The project builds and tests in **WSL** (Windows Subsystem for Linux). Running `cargo test` directly in Windows CMD requires Visual Studio Build Tools (`link.exe`). Use WSL for development:

```bash
cd /mnt/d/WindsurfProjects/rustify/rustify-ml
cargo fmt && cargo check
cargo test
```

---

## Roadmap

See [plan.md](plan.md) for the full prioritized task list.
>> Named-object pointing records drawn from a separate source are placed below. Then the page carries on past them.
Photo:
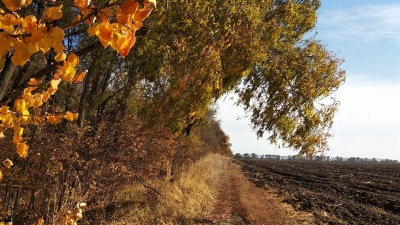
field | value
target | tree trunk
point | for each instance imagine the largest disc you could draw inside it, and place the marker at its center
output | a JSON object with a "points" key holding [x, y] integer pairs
{"points": [[6, 77]]}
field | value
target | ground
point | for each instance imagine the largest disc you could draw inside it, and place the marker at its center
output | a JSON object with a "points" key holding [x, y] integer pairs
{"points": [[333, 192], [241, 202]]}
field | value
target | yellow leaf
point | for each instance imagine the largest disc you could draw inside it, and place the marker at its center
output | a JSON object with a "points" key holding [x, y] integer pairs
{"points": [[54, 13], [34, 82], [60, 57], [13, 4], [21, 55], [73, 59], [105, 14], [4, 110], [141, 14], [20, 105], [57, 34], [80, 77], [37, 120], [59, 47], [41, 221], [45, 96], [27, 3], [30, 24], [81, 4], [37, 100], [54, 84], [93, 30], [129, 7], [26, 119], [2, 62], [105, 32], [17, 139], [69, 72], [8, 163], [54, 119], [70, 116], [147, 2], [22, 150]]}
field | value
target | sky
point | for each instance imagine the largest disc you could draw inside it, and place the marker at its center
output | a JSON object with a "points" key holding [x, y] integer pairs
{"points": [[367, 35]]}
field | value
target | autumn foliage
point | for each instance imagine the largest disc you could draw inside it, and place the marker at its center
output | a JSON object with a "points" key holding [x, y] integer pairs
{"points": [[95, 94]]}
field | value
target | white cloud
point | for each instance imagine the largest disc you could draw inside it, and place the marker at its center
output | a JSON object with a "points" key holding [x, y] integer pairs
{"points": [[368, 122], [370, 23], [366, 125]]}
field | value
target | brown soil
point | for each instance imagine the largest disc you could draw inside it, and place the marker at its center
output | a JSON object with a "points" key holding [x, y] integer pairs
{"points": [[241, 202], [335, 193]]}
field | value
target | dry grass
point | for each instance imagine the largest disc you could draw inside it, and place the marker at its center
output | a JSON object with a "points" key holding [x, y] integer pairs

High-level:

1. **Core pipeline** — profile → analyze → generate → build
2.**Translation coverage** — assign init, subscript assign, list init, range forms, nested for loops
3.**While loop translation**`while changed:`, `while i < len(x):` → Rust while
4.**Safety** — length-check guards, cargo check on generated crate
5.**Profiler robustness** — python3/python fallback, version pre-flight, stdlib filter
6.**CLI polish**`--list-targets`, `--function`, `--iterations`, `--benchmark`
7.**ndarray feature**`--ml-mode` + numpy import → `PyReadonlyArray1<f64>` params
8.**BPE tokenizer fixture**`examples/bpe_tokenizer.py` + integration tests
9.**Benchmark script**`benches/compare.py` (Python baseline + `--with-rust` mode)
10.**List comprehension**`[f(x) for x in xs]``xs.iter().map(f).collect()`
11.**Criterion benchmarks**`benches/speedup.rs` with Criterion (html reports; euclidean/dot_product/moving_average)
12. 📋 **v0.1.0 release** — crates.io publish, CHANGELOG, GitHub release (see CHANGELOG.md)

---

## License

MIT — see [LICENSE](LICENSE)

> ⚠️ **Generated code requires review.** rustify-ml emits Rust stubs as a starting point. Always review generated `lib.rs` before deploying, especially for fallback-translated functions (marked with `// fallback: echo input`).